March 3, 1836—Thursday
Cold and clear this morning. Bonham slipped into today with another message from Col. Fannin. The short message, "They ain’t coming" sent shudders through the group gathered to hear the news.
Never discouraged, Travis wrote another letter, but this time to Houston and the Council gathered at Washington-on-the-Brazos. Surely they will rally to our aid.
Time is running out and Santa Anna will soon attack, but we can hold out for a while longer.
[editor’s note: This is Travis’s last known letter from the Alamo]

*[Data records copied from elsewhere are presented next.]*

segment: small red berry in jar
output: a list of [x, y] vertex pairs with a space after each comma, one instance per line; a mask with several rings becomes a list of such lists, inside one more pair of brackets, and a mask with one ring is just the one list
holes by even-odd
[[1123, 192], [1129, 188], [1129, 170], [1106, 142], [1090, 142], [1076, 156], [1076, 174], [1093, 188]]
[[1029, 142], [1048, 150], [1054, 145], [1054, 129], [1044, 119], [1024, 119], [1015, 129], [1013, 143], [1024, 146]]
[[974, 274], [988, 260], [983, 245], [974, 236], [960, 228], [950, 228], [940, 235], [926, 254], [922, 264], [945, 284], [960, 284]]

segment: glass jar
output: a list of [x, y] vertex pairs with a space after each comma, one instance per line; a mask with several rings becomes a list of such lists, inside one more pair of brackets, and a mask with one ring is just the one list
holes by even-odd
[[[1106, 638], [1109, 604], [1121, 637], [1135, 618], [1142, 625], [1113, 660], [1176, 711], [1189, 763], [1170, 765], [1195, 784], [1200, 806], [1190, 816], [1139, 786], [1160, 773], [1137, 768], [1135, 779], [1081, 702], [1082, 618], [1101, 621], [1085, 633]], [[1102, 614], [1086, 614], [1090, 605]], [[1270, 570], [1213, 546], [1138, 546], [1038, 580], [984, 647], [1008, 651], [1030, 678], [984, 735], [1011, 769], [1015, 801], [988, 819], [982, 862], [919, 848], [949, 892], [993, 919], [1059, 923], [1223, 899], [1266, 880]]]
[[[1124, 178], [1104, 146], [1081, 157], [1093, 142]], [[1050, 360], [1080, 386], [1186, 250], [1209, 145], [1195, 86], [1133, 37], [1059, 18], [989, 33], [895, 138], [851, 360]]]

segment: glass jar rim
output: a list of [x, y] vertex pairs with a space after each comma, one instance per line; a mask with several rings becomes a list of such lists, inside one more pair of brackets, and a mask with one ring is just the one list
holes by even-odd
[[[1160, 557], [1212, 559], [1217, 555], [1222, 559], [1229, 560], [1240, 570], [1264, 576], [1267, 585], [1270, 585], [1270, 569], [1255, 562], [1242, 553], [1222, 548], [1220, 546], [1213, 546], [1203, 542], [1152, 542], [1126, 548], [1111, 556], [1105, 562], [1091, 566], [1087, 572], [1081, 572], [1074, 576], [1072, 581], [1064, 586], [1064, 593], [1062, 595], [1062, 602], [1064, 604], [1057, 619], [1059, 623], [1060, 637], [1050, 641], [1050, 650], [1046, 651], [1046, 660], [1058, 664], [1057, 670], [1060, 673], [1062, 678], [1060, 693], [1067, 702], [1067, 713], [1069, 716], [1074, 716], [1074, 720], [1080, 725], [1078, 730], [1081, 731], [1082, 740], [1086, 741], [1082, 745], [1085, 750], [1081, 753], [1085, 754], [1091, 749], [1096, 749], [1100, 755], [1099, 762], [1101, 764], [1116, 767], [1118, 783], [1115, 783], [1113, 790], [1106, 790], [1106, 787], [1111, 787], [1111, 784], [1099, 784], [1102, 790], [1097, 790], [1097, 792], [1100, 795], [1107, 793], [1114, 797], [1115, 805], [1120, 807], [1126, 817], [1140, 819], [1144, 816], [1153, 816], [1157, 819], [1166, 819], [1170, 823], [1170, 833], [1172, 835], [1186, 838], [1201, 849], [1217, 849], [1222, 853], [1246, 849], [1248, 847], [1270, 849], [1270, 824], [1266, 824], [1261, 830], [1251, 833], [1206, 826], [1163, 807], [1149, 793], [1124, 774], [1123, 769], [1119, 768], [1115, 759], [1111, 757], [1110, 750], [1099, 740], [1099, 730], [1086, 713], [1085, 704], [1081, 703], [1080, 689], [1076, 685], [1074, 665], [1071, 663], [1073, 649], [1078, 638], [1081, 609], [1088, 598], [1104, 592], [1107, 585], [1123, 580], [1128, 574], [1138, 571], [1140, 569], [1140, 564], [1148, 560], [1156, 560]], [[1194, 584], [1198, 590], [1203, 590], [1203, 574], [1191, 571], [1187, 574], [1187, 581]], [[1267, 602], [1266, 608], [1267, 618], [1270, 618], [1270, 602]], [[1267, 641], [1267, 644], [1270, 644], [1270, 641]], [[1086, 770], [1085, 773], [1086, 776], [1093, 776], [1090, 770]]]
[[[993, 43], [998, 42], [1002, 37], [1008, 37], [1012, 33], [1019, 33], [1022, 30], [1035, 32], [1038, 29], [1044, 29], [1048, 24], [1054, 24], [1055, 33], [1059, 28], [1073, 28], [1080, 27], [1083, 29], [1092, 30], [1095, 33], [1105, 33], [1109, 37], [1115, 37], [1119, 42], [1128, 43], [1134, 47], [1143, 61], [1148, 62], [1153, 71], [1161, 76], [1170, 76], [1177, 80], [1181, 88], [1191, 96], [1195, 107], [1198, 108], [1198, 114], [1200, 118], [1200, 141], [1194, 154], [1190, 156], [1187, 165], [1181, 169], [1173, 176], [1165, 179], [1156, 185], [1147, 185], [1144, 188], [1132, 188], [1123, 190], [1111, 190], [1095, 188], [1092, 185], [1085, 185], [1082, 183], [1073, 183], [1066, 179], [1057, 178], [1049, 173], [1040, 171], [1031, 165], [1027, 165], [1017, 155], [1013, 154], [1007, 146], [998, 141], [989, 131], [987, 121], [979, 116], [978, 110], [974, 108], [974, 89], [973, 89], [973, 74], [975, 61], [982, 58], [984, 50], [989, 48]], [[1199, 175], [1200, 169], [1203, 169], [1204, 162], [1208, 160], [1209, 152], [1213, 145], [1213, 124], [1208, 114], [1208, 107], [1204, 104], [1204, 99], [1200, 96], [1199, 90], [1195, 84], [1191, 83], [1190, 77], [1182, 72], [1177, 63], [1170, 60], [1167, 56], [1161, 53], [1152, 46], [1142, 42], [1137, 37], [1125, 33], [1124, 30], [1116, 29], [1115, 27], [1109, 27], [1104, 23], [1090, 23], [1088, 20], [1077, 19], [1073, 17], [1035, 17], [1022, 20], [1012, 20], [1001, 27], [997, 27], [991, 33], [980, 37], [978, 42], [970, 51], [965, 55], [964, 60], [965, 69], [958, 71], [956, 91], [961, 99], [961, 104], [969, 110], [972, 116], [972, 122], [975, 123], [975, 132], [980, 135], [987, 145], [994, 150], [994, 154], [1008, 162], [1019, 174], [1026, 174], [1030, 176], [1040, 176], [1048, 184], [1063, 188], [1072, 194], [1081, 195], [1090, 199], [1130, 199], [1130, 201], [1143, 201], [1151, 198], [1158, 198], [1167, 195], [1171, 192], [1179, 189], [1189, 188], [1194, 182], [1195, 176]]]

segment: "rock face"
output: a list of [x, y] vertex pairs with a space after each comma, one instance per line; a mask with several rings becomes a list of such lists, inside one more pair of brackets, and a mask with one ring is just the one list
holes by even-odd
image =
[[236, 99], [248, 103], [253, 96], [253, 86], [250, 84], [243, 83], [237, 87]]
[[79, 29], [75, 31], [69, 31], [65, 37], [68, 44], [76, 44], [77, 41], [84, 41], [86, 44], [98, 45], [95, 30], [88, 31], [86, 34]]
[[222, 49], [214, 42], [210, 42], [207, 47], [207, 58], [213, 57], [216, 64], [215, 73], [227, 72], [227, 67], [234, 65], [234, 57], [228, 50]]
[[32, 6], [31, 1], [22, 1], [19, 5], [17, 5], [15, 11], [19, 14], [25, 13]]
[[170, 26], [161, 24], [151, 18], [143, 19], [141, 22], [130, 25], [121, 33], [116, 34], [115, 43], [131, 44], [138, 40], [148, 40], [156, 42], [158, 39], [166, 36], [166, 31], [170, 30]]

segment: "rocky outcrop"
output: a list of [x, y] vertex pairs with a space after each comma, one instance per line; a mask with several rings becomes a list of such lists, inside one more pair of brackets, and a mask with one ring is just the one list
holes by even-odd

Col. Fannin is said to be on the march to this place with reinforcements, but I fear it is not true, as I have repeatedly sent to him for aid without receiving any … I shall have to fight the enemy on his own terms, I will, however, do the best I can under the circumstances; and I feel confident that the determined valor and desperate courage, heretofore exhibited by my men, will not fail them in the last struggle; and although they may be sacrificed to the vengeance of a Gothic enemy, the victory will cost the enemy so dear, that it will be worse for him than defeat.
I hope your honorable body will hasten reinforcements, ammunition, and provisions to our aid as soon as possible. We have provisions for twenty days for the men we have. Our supply of ammunition is limited … God and Texas. Victory or Death.